Let [math]P:[a,b] \goesto \R^2[/math] and [math]Q:[c,d]\goesto R^2[/math] be two parametrizations of the same curve [math]C[/math] such that all four coordinate functions are continuously differentiable. (A function is continuously differentiable if its derivative exists and is continuous at every number in its domain.) Then [math]P[/math] and [math]Q[/math] are called equivalent parametrizations of [math]C[/math] if there exists a continuously differentiable function [math]f[/math] with domain [math][a,b][/math] and range [math][c,d][/math] which has a continuously differentiable inverse function, and in addition satisfies (i) [math]f(a) = c[/math] and [math]f(b) = d[/math], (ii) [math]P(t) = Q(f(t)),[/math] for every [math]t[/math] in [math][a,b][/math].

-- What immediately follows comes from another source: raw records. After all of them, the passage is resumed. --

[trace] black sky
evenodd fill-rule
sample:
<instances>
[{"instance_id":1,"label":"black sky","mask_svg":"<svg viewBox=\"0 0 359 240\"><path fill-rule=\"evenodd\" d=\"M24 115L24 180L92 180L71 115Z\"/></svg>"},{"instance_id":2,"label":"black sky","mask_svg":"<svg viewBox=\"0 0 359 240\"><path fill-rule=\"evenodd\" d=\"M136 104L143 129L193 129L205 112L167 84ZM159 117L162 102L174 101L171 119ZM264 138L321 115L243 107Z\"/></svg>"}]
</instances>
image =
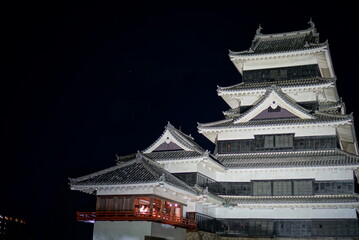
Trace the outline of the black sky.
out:
<instances>
[{"instance_id":1,"label":"black sky","mask_svg":"<svg viewBox=\"0 0 359 240\"><path fill-rule=\"evenodd\" d=\"M359 114L350 4L52 1L1 12L0 214L27 219L33 239L91 239L75 212L93 210L94 197L68 178L145 149L168 121L212 151L197 122L223 119L217 85L241 80L228 50L248 49L259 24L295 31L312 17L347 112Z\"/></svg>"}]
</instances>

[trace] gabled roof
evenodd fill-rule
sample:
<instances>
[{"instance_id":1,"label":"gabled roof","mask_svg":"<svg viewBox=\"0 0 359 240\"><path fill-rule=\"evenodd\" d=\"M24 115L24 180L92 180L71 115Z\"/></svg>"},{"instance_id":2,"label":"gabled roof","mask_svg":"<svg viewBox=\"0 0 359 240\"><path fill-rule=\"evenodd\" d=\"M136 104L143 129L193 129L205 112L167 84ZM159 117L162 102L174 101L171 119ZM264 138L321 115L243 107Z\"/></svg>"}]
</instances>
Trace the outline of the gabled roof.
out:
<instances>
[{"instance_id":1,"label":"gabled roof","mask_svg":"<svg viewBox=\"0 0 359 240\"><path fill-rule=\"evenodd\" d=\"M150 153L145 153L145 155L155 161L171 160L171 159L190 159L190 158L199 158L203 156L203 154L195 151L182 151L182 150L150 152Z\"/></svg>"},{"instance_id":2,"label":"gabled roof","mask_svg":"<svg viewBox=\"0 0 359 240\"><path fill-rule=\"evenodd\" d=\"M250 110L246 111L244 114L235 119L234 124L248 122L261 114L263 111L266 111L268 108L275 110L278 107L283 109L281 110L283 112L281 113L283 115L281 118L298 117L301 119L314 119L314 116L312 116L309 111L286 97L282 93L280 88L275 85L272 85L270 88L267 89L267 93L263 96L262 100ZM275 112L273 112L273 114L267 113L268 118L276 118L278 114L274 113Z\"/></svg>"},{"instance_id":3,"label":"gabled roof","mask_svg":"<svg viewBox=\"0 0 359 240\"><path fill-rule=\"evenodd\" d=\"M76 190L79 186L91 188L94 186L156 182L165 182L188 192L196 193L192 187L141 153L138 153L136 158L131 161L83 177L70 179L70 186Z\"/></svg>"},{"instance_id":4,"label":"gabled roof","mask_svg":"<svg viewBox=\"0 0 359 240\"><path fill-rule=\"evenodd\" d=\"M340 149L266 153L220 154L217 159L230 169L358 166L359 156Z\"/></svg>"},{"instance_id":5,"label":"gabled roof","mask_svg":"<svg viewBox=\"0 0 359 240\"><path fill-rule=\"evenodd\" d=\"M327 42L319 42L319 34L316 32L314 23L310 21L309 24L310 27L305 30L276 34L263 34L261 33L262 27L259 26L249 50L240 52L230 51L229 55L244 56L280 53L327 46Z\"/></svg>"},{"instance_id":6,"label":"gabled roof","mask_svg":"<svg viewBox=\"0 0 359 240\"><path fill-rule=\"evenodd\" d=\"M234 123L233 119L224 119L211 123L199 123L198 129L203 130L216 130L223 128L243 128L243 127L265 127L265 126L279 126L279 125L297 125L297 124L316 124L316 123L335 123L335 122L349 122L352 120L350 115L336 115L336 114L323 114L315 112L312 114L313 119L300 119L300 118L283 118L283 119L262 119L256 121L249 121L243 123Z\"/></svg>"},{"instance_id":7,"label":"gabled roof","mask_svg":"<svg viewBox=\"0 0 359 240\"><path fill-rule=\"evenodd\" d=\"M169 122L162 135L145 149L143 153L147 154L166 150L193 151L200 154L205 152L205 150L194 141L193 137L176 129Z\"/></svg>"}]
</instances>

• Using the Chain Rule and the Change of Variable Theorem for Definite Integrals (for the latter, see Theorem \ref{thm 4.6.6}), prove that equivalent parametrizations assign the same arc length to [math]C[/math].
• Show that
  [[math]] P(t) = (\cos t, \sin t), \quad 0 \leq t \leq \frac{\pi}2 , [[/math]]
  [[math]] Q(s) = \left( \frac{1-s^2}{1+s^2}, \frac{2s}{1+s^2}\right), \quad 0 \leq s \leq 1 , [[/math]]
  are equivalent parametrizations of the same curve [math]C[/math], and identify the curve.
• Show that
  [[math]] P(t) = (\cos t, \sin t), \quad 0 \leq t \leq 2\pi , [[/math]]
  and
  [[math]] Q(s) = (\cos 5t, \sin 5t), \quad 0 \leq t \leq 2\pi , [[/math]]
  are nonequivalent parametrizations of the circle.